Interview imaginaire avec Chien-Shiung Wu

par Charactorium · Chien-Shiung Wu (1912 — 1997) · Sciences · 5 min de lecture

Interview imaginaire générée par IA à partir de sources documentées.

Deux jeunes visiteurs de douze ans franchissent la porte d'un laboratoire de Columbia. Au milieu des détecteurs et des câbles, une dame en robe chinoise les attend, un graphique à la main. Elle pose son crayon et leur sourit : « Approchez, j'ai toute la matinée pour vous. »

Vous aviez quel âge quand vous avez quitté la Chine pour étudier la physique ?

J'avais vingt-quatre ans, mon enfant. En 1936, j'ai pris un bateau pour l'Amérique, vers l'université de Berkeley. Je pensais revenir vite, tu sais. Imagine : je n'avais qu'une petite valise et beaucoup d'espoir. Mais la guerre est venue, puis la vie m'a retenue. Je ne suis rentrée que des dizaines d'années plus tard, après la mort de mes parents. Mon père dirigeait une école pour filles, à Liuhe, près de Shanghai. À mon époque, une fille qui étudiait, c'était rarissime. Lui me répétait d'apprendre, toujours apprendre. Quand on aime quelqu'un de loin, on garde un peu de lui dans son travail.

Je n'avais qu'une petite valise et beaucoup d'espoir.

Pourquoi vous portiez toujours cette belle robe chinoise au laboratoire ?

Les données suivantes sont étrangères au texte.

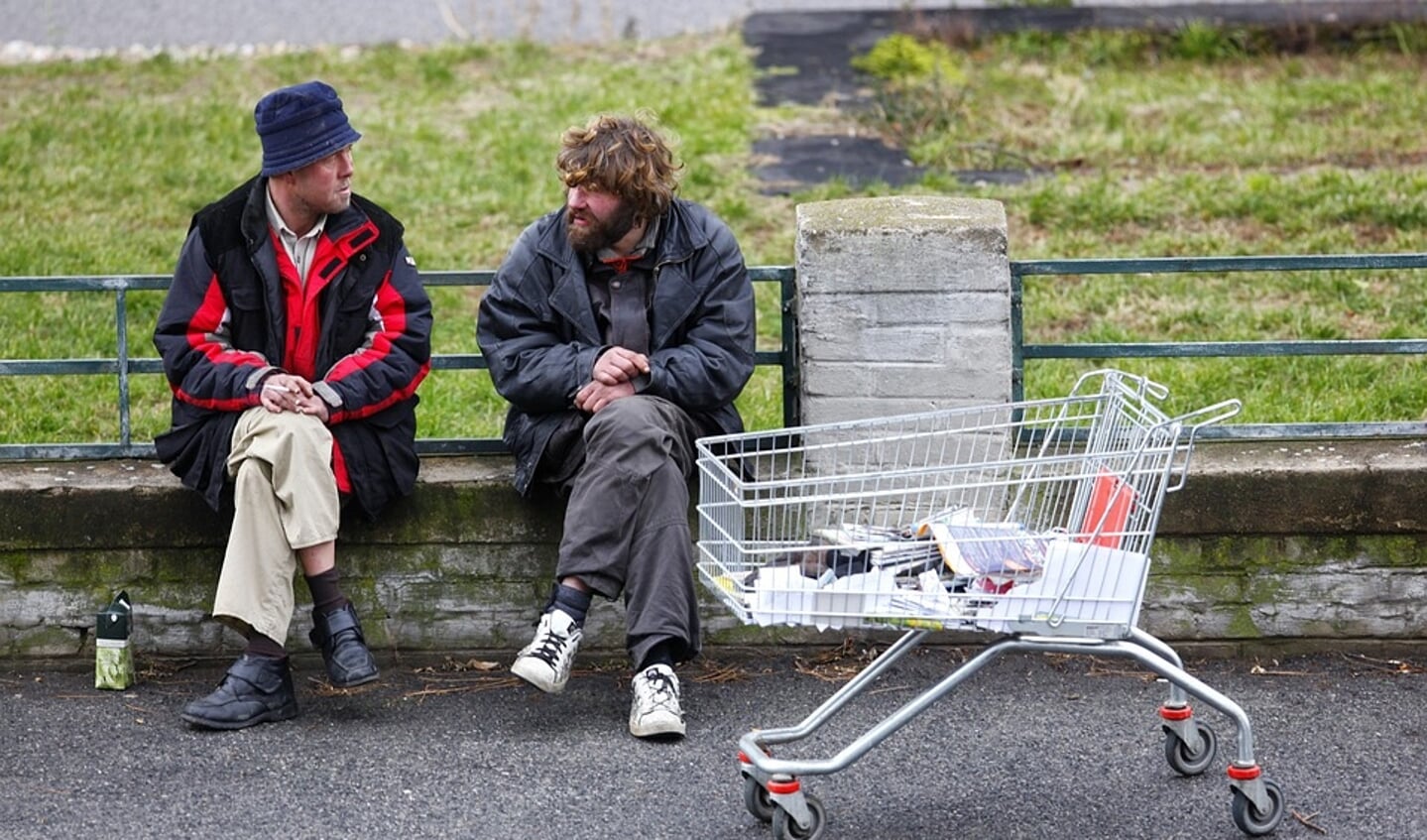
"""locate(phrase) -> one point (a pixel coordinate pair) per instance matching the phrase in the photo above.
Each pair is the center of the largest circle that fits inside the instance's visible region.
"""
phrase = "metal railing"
(124, 365)
(1022, 351)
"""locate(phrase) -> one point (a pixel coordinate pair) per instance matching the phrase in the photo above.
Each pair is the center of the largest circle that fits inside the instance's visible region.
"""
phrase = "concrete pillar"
(903, 305)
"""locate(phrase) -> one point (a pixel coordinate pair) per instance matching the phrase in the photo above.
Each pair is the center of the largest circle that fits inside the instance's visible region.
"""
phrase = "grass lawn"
(1147, 152)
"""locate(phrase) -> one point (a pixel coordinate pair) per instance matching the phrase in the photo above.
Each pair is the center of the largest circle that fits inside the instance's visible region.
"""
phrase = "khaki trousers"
(285, 500)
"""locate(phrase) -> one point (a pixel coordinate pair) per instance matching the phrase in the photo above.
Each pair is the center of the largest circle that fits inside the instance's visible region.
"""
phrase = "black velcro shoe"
(344, 650)
(254, 690)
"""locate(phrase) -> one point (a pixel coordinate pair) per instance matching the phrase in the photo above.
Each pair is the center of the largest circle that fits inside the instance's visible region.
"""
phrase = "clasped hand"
(613, 378)
(287, 393)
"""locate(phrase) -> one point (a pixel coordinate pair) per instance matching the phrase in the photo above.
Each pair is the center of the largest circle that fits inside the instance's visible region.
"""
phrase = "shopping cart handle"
(1193, 420)
(1210, 414)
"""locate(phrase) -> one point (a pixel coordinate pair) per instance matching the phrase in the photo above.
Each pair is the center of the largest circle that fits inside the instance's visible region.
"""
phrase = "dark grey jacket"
(538, 332)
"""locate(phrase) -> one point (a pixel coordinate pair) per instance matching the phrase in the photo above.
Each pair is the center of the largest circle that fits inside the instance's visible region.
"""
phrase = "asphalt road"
(1033, 746)
(185, 23)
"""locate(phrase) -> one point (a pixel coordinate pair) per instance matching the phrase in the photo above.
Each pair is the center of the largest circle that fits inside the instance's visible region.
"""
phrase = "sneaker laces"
(549, 645)
(658, 689)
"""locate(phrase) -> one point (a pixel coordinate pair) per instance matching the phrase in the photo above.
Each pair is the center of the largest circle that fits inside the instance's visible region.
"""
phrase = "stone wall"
(1267, 546)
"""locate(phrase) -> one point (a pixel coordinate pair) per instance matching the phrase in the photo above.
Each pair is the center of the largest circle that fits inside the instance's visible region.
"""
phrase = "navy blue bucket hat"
(301, 124)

Ah, tu as remarqué mon cheongsam ! C'est une robe traditionnelle de mon pays, ajustée et brodée. Je la portais même devant les grands savants américains, dans leurs conférences. Pourquoi ? Pour ne jamais oublier d'où je viens. Imagine que tu déménages très loin, dans un pays où personne ne parle ta langue. Tu garderais peut-être un objet de chez toi, pour te sentir entière. Ma robe, c'était ça. Par-dessus, au laboratoire, j'enfilais la blouse blanche réglementaire. Mais en dessous, je restais une fille de Liuhe. On peut apprendre la physique d'un autre pays sans renier le sien.

On peut apprendre d'un autre pays sans renier le sien.

C'est vrai que vous avez réparé un réacteur qui s'éteignait tout seul ?

Presque, mon enfant ! Pendant la guerre, on m'a recrutée pour un programme très secret, le Projet Manhattan. À Columbia, je travaillais à séparer une matière rare de l'uranium. Et là-bas, sur le site de Hanford, un immense réacteur s'éteignait sans raison, comme une bougie qu'on souffle. Les ingénieurs étaient désespérés. Moi, j'ai pensé à un gaz invisible, le xénon-135, né de la réaction elle-même. Il avalait les particules nécessaires et tuait le feu. Imagine un poison qui se fabrique tout seul en cuisinant. Une fois la cause comprise, on a pu relancer la machine. Comprendre l'invisible, c'est tout mon métier.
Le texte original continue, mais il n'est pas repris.